Now something has broken, and her vision is brand new and it feels amazing. Little more than a week past eighteen and really in her own skin for the first time. Like he gave her something that would always be hers.

This is the first time she has let herself look in the mirror since then.

She leans in and licks the mirror and tosses her long hair loosely around. Refusing to think that she has to fix it. That there is anything to fix about this person she is becoming.

The small white calcium deposits in her cuticles are pretty now. Almost sexy, with a little dirt under the untrimmed edges. Purple paint just starting to chip. Dirty/beautiful. Without fear of getting dirtier because dirtier is just more beautiful. She’s got something hidden now like a list of celebrity phone numbers or a fist-sized roll of C-notes. The floor under her feet might not as well have been there at all.

To think of how she put on a fake smile all nervous for the boys standing around outside. Older than she always-was-always-will-be. That person wasn’t ideal and won’t be coming around ever again. The person she was passing by like the people she isn’t.

She hasn’t told anyone. She doesn’t want anyone else in on the secret of how good it was. “Thank god I don’t have a boyfriend” had been a thought. And also “I wonder if he has ever been in here.” Being alone has never felt better.

It’s good to have a plan. She decides she’ll leave this busy-getting-busier crummy karaoke bar she’s snuck into and go stay at her pal JB’s house up on the hill for one good night of sleep out of her own bed and to be closer to the moon, which is making a whirlwind tour through her zodiac sign.

On her way here she passed the neighbor who is always mowing his pocket of a front yard. “Your grass is dying you neurotic jerk.” She nearly yells. But he is old and this is clearly all he has.

She catches herself then having a fantasy- going over to his house and smoking him up and letting him touch her for money on the couch over bad TV. A nervous buzz starts in her stomach over it. The sort of sensation she would have if she would be getting ready to do drugs with complete strangers.

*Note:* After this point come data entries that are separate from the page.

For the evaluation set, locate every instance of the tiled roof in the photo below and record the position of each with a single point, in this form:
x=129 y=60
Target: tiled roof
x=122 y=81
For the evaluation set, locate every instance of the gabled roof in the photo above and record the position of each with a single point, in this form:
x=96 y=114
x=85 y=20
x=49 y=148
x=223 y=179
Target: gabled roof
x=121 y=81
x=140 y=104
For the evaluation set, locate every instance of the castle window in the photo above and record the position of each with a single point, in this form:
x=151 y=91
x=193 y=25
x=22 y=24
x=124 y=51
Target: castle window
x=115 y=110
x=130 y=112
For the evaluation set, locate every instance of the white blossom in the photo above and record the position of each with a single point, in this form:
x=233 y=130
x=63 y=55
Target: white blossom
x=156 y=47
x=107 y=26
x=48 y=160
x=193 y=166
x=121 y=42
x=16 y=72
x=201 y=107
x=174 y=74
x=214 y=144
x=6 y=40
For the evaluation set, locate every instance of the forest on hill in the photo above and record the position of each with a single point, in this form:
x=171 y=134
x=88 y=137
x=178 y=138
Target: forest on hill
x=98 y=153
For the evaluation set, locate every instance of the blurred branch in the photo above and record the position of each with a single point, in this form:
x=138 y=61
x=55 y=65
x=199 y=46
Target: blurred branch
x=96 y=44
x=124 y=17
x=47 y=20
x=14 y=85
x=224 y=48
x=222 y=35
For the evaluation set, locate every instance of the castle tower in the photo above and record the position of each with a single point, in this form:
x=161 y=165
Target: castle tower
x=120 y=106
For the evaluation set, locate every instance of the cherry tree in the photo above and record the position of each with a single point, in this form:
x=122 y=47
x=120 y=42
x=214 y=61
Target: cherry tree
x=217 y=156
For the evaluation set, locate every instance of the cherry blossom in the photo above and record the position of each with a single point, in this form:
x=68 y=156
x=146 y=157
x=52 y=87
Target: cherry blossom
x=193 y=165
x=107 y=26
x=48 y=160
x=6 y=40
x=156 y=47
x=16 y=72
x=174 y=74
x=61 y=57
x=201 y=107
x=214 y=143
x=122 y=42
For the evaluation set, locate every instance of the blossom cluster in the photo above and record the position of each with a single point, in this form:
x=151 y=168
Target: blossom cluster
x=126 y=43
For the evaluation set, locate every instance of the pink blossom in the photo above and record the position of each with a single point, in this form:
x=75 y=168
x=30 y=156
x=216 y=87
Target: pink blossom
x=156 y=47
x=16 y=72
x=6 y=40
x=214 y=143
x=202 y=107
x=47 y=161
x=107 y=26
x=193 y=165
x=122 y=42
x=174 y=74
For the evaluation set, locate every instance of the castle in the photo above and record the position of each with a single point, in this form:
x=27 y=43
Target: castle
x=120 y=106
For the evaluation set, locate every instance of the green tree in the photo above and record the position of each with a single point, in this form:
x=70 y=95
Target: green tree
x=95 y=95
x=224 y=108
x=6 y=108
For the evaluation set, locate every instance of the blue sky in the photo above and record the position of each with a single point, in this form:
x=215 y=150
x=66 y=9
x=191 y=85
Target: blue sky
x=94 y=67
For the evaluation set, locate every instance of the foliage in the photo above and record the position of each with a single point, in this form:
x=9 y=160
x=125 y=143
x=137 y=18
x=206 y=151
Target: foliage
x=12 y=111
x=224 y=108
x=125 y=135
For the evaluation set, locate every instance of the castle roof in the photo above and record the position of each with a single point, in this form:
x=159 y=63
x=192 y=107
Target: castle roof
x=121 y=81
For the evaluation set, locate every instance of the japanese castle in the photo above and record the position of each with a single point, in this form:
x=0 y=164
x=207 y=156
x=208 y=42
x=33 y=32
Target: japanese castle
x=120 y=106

She looks around. This can is gross but it’s like the inside of her mind now and she wonders how long she could make herself stay.

She looks back again at the mirror. Her eyes. Her neck line. No bruises to watch fade. The thin spit film on a streak from where she licked. This new girl brought some strange kisses with her. The deviance inspires a smile deep as a reflex. She doesn’t have any lipstick now but she tries at a thought or two about what she would do with any in here if she did. Maybe draw hearts on the toilet seat. Or on the mirror with the words “I got raped, then I peed here.” Maybe something else clever with the F-word.

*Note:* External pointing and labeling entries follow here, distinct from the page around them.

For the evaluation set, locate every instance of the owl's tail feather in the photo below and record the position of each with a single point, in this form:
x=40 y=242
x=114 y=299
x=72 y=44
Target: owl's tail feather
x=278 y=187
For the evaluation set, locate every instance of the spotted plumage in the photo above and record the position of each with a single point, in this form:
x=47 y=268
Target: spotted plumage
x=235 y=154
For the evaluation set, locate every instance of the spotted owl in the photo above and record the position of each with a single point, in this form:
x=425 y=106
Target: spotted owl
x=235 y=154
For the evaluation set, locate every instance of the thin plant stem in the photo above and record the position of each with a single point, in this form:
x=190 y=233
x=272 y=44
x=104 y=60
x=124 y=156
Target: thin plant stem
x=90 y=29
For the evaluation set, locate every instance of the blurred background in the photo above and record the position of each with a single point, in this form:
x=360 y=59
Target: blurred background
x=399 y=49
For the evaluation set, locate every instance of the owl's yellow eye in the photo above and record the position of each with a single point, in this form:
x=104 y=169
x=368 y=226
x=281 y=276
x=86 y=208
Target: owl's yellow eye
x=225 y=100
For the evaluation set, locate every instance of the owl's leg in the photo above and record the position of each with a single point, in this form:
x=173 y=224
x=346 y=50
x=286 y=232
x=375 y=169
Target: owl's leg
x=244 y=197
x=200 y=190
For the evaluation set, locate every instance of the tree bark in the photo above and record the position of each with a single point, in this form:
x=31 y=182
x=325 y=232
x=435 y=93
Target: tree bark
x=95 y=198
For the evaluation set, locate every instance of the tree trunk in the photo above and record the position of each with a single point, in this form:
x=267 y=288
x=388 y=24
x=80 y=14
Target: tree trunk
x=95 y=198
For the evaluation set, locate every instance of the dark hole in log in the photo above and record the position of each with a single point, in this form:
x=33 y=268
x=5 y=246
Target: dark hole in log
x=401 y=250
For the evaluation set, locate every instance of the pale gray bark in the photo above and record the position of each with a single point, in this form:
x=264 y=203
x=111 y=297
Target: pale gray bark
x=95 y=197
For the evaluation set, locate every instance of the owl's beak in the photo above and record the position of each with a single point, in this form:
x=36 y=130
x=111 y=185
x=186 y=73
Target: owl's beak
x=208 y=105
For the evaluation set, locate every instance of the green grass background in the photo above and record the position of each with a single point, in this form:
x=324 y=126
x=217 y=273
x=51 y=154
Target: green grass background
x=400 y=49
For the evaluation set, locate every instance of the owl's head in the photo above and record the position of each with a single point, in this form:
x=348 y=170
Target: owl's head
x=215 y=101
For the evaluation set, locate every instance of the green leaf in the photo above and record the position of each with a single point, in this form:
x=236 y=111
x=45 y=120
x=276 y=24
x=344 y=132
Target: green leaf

The night before the dark angel came in fast wearing jeans and a dirty grey t-shirt, she’d had a dream of sky and airplane. The laws of space and speed utterly without application. In this dream she observes a woman move from inside the plane to the wing through the window. The long red garments on the woman pull at the corners of the window but do not tighten, only lengthen.

The wind moves her hair and dress but she does not fight the wind and the wind does not make her naked. Instead she walks with a steady pace toward the tapered end of the wing and once there she steps out but does not fall. She keeps walking.

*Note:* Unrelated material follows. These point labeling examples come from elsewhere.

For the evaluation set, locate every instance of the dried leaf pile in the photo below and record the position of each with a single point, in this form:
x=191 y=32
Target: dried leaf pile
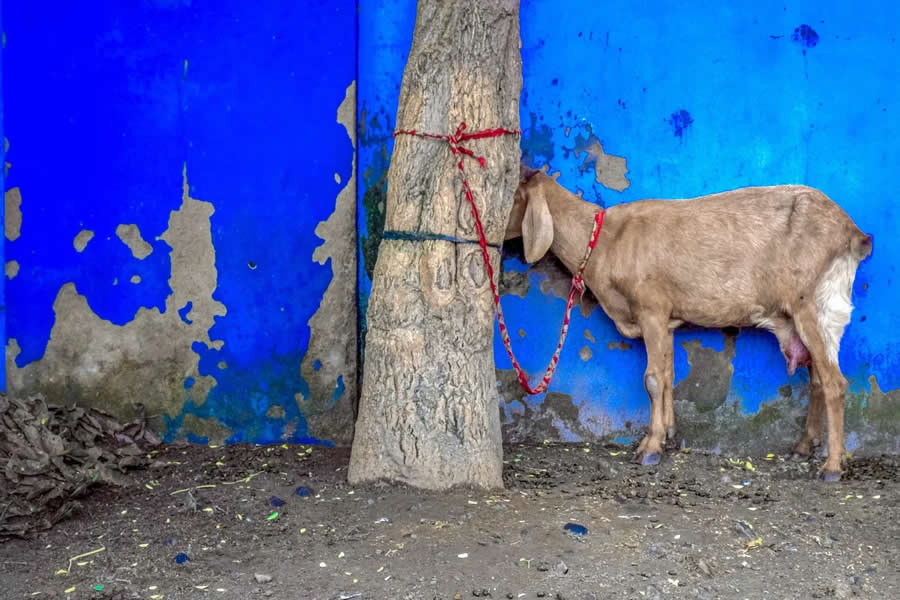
x=51 y=455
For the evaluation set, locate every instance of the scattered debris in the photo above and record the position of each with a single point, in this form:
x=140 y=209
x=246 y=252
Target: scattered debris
x=53 y=454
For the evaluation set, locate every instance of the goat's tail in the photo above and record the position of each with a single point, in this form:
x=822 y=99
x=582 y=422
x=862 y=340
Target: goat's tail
x=861 y=245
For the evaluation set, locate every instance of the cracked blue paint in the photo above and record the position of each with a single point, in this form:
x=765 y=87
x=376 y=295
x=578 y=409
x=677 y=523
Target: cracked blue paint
x=757 y=115
x=106 y=102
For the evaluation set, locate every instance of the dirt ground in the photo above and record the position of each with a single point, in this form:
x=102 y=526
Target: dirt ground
x=202 y=523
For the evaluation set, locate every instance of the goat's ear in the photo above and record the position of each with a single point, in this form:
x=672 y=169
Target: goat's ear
x=537 y=225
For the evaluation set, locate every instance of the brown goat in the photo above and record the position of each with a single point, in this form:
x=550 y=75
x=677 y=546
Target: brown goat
x=782 y=258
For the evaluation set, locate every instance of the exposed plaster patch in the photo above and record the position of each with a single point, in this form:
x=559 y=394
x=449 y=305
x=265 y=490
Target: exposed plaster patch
x=208 y=428
x=13 y=216
x=332 y=344
x=275 y=411
x=131 y=237
x=622 y=345
x=514 y=282
x=81 y=240
x=585 y=353
x=709 y=380
x=556 y=418
x=608 y=169
x=142 y=365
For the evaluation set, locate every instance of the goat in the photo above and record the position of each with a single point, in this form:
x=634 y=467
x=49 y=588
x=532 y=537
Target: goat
x=782 y=258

It is simple and necessary and of nothing. Like blood. Like air.

The once-beautiful things are dead. The now-beautiful things are back to stay with the certainty of true love. Polly uses the mirror to see someone worth loving amid the tortured wellspring of destruction and accident.

Finally, she leaves. Someone’s knocking now and besides there is nothing to steal in here. The time for boosting up more of what already belonged to her was soon enough in coming.